Что значит «стать единовидным»? Прокл подчеркивает в этой связи достижение состояния внутреннего умолкания: совершая восхождение к Единому, душа «сворачивает все множество, которое в ней», и «смыкает свои очи на все другие жизни и силы». Это нужно потому, что само Единое есть своего рода молчание. Процитировав отрывок из «Оракулов», где говорится о «Первой Силе» (то есть, для Прокла, о первом моменте умопостигаемой триады) и о «Священном Слове», которое ее являет, Прокл продолжает:
И если тот, кто являет нечто более неизреченное, именуется Словом, тогда прежде Слова должно быть молчание [то есть Единое], которое дало существование Слову, а прежде всего священного – обоживающая причина.
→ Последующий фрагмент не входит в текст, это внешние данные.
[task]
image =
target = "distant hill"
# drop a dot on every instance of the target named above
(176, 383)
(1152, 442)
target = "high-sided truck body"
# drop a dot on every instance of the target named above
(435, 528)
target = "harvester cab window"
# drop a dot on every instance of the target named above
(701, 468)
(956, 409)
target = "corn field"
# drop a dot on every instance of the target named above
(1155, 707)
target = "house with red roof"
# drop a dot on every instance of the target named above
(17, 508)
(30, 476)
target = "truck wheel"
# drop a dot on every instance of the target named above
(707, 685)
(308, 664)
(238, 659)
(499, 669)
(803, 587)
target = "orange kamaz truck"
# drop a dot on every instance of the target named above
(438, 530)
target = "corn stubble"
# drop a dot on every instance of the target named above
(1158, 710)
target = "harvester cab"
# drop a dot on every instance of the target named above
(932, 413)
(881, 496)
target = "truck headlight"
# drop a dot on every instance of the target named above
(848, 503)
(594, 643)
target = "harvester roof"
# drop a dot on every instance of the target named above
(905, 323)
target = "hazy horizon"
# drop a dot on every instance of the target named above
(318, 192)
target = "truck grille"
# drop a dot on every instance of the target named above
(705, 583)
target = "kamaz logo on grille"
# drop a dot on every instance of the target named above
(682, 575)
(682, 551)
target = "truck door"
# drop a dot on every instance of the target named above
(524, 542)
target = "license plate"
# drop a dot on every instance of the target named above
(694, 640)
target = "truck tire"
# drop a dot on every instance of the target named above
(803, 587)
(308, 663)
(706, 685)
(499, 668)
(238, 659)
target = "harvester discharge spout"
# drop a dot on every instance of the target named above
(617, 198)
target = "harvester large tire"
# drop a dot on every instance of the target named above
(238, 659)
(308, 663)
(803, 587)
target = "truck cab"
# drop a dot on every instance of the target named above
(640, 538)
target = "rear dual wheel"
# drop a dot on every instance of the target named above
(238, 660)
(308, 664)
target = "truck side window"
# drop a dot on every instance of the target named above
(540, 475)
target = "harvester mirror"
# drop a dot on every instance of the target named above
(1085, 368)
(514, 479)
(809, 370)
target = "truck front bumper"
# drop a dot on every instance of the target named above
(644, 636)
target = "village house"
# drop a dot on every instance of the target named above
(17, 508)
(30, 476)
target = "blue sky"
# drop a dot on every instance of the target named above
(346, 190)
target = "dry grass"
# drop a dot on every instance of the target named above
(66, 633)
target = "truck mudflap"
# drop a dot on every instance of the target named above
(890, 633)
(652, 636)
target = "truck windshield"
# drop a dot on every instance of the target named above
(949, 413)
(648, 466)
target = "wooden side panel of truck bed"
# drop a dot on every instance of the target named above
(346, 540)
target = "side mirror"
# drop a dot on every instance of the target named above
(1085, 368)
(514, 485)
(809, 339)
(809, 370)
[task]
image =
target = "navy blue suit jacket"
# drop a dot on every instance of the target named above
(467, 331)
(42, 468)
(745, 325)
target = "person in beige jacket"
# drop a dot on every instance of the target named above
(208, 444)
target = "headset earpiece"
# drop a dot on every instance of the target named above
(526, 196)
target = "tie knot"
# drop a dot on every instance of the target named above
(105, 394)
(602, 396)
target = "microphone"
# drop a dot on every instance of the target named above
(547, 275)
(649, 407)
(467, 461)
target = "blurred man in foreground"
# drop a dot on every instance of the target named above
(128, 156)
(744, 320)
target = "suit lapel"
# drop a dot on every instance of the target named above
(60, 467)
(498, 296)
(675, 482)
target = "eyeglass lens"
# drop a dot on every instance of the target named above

Поэтому, так же как следующее за умопостигаемым есть «слово» умопостигаемого, в то время как само умопостигаемое является свернутым, так и слово, которое есть в умопостигаемых, происшедшее из другой, более неизреченной генады, есть, с одной стороны, слово молчания, бывшего прежде умопостигаемых; ас другой, поскольку сами умопостигаемые молчат, оно – молчание[319].
Из этого следует, что цель души – привести умопостигаемых к молчанию, чтобы тем самым достичь самой состояния первобытного молчания. Было бы ошибкой мыслить такое молчание как пустоту или вакуум. Путь к простоте идет через множественность; умопостигаемые сущности должны сначала присутствовать, прежде чем они будут приведены к молчанию. То же верно и в отношении множе ственно сти в душе: она не уничтожается, а «сворачивается».